Syiar

Hukum Meniup dan Mengonsumsi Makanan Panas dalam Islam

Ahad, 20 Oktober 2024 | 07:02 WIB

Hukum Meniup dan Mengonsumsi Makanan Panas dalam Islam

Ilustrasi makanan. (Foto: NU Online)

Makanan dan minuman merupakan anugerah dari Allah swt, sehingga wajib disyukuri, terutama hidangan yang segar dan baru dimasak. Akan tetapi, seringkali ketika makanan dan minuman yang dihidangkan terlalu panas, dan kita akan otomatis meniupnya. 

 

Lalu bagaimana hukum meniup hidangan yang panas, serta bagaimana hukum mengonsumsinya?

 

Dilansir dari NU Online, mengutip dari sebuah hadits dan sejumlah pandangan ulama kita bisa melihat beberapa imbauan. Dalam Hadits Nabi saw yang diriwayatkan ole Abu Dawud dan At-Tirmidzi dikatakan:

 

وعن ابن عباس رضي اللّه عنهما أن النبي نهى أن يتنفس في الإناء أو ينفخ فيه

 

Artinya: Dari Ibnu Abbas ra, bahwa Nabi Muhammad saw melarang pengembusan napas dan peniupan (makanan atau minuman) pada bejana (HR Abu Dawud dan At-Tirmidzi). 

 

Dari imbauan ini, ulama Syafi’iyah kemudian memasukkan ke dalam adab mengonsumsi makanan, salah satunya tidak mengonsumsi makanan atau minuman dalam keadaan panas.
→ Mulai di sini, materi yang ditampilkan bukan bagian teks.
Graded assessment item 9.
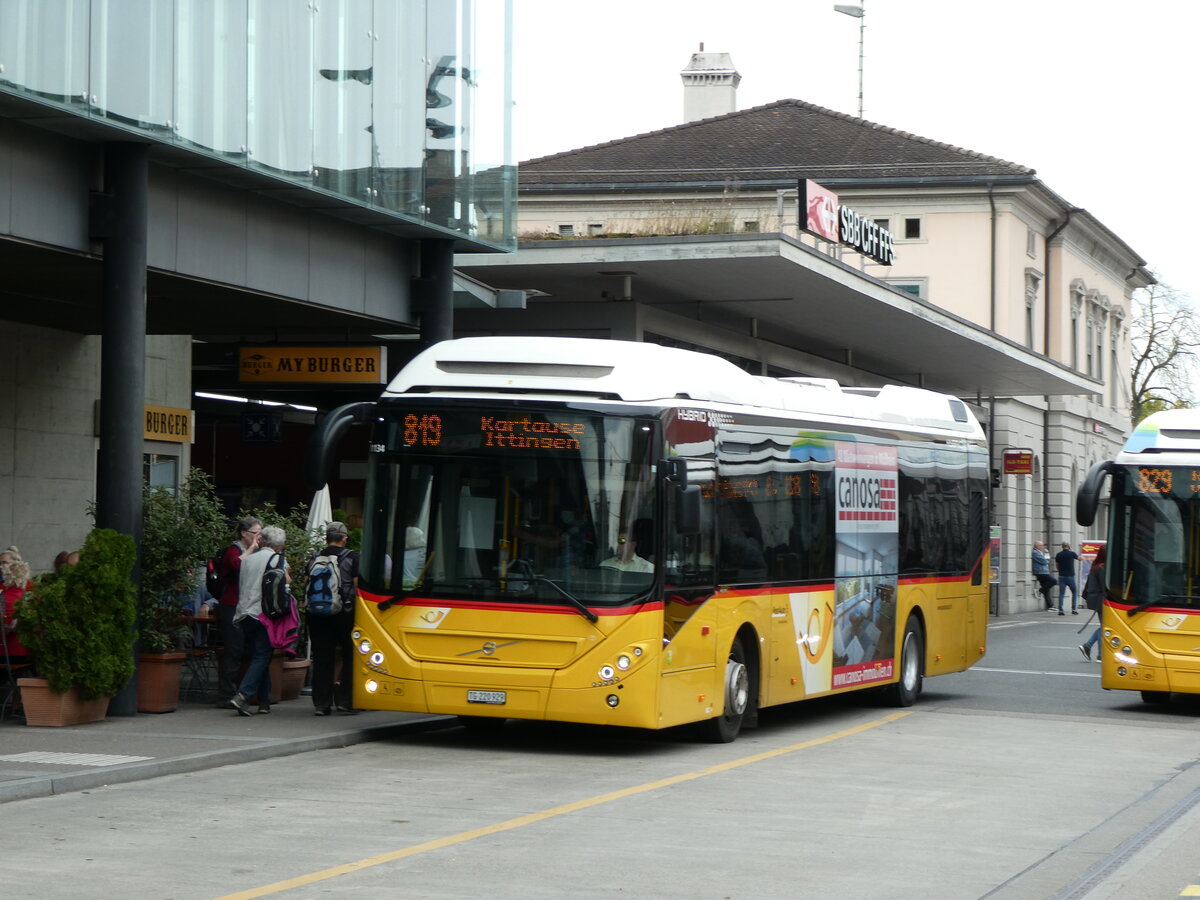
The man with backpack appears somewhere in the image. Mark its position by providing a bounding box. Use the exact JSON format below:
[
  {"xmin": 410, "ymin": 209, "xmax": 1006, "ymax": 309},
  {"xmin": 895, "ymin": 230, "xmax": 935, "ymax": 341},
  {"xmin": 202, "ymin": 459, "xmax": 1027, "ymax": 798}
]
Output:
[
  {"xmin": 305, "ymin": 522, "xmax": 359, "ymax": 715},
  {"xmin": 206, "ymin": 516, "xmax": 263, "ymax": 709}
]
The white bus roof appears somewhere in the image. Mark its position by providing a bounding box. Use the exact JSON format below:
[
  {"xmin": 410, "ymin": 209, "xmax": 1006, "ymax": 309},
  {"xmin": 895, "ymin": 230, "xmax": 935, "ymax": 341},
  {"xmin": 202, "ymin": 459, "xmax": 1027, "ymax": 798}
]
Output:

Seseorang dianjurkan mengonsumsi makanan atau minuman setelah agak dingin.

 

وَلَا يَأْكُلَهُ حَارًّا حَتَّى يَبْرُدَ

 

Artinya: Ia tidak memakannya dalam keadaan panas sampai agak dingin (Abu Zakariya Al-Anshari, Asnal Mathalib). 

 

Dalam hemat kami, kita memang sebaiknya menghindari makanan atau minuman panas karena tentu membawa mudharat bagi kesehatan, setidaknya membuat iritasi lidah sehingga tidak dapat merasakan makanan atau minuman secara maksimal. 

 

Sebagian ulama Mazhab Hanbali menyatakan bahwa peniupan makanan atau minuman pada dasarnya dimakruh untuk mendinginkan hidangan tersebut karena dapat menghilangkan berkah. 

 

“Meniup makanan dan minuman panas agar dingin dimakruh. Di dalam Kitab Mustau’ib disebutkan: Meniup makanan, minuman, dan buku dilarang.” 

 

Al-Amidi berpendapat bahwa meniup tidak dimakruh ketika makanan itu masih panas. Di dalam Al-Inshaf disebutkan, ini pendapat yang benar, yaitu (meniup makanan) ketika di sana ada kepentingan untuk mengonsumsinya ketika itu (Manshur Al-Bahuti, Kasysyaful Qinaan Matnil Iqna, [Beirut, Alamul Kutub: 1997 M/1417 H], cetakan pertama, juz IV, halaman 153-154).

 

وَيُكْرَه (التَّنَفُّسُ فِي إنَاءَيْهِمَا) لِأَنَّهُ رُبَّمَا عَادَ إلَيْهِ مِنْ فِيهِ شَيْءٌ (وَأَكْلُهُ حَارًّا) لِأَنَّهُ لَا بَرَكَةَ فِيهِ كَمَا فِي الْخَبَرِ (إنْ لَمْ تَكُنْ حَاجَةٌ) إلَى أَكْلِهِ حَارًّا فَيُبَاحُ

 

Artinya: Meniup wadah keduanya (makanan atau minuman) dimakruh karena sering kali sesuatu (racun/karbon dioksida) di mulut kembali ke wadah. Demikian juga makruh mengonsumsinya dalam keadaan panas karena tidak mengandung keberkahan di dalamnya sebagaimana di hadits jika tidak ada hajat untuk mengonsumsinya dalam keadaan panas (Tetapi jika ada hajat), maka itu dimubah (Al-Bahuti, 1997 M/1417 H: IV/154). 

 

Demikian pendapat meniup dan mengonsumsi hidangan yang panas dari beberapa dalil di atas. Lebih baiknya ditunggu sampai suhu makanan atau minuman, berkurang sehingga dirasa agak hangat.

 

Jikalau memerlukan waktu cepat, kita dapat meniupnya, menggunakan kipas, atau merendam wadahnya untuk menurunkan suhu makanan atau minuman lebih cepat.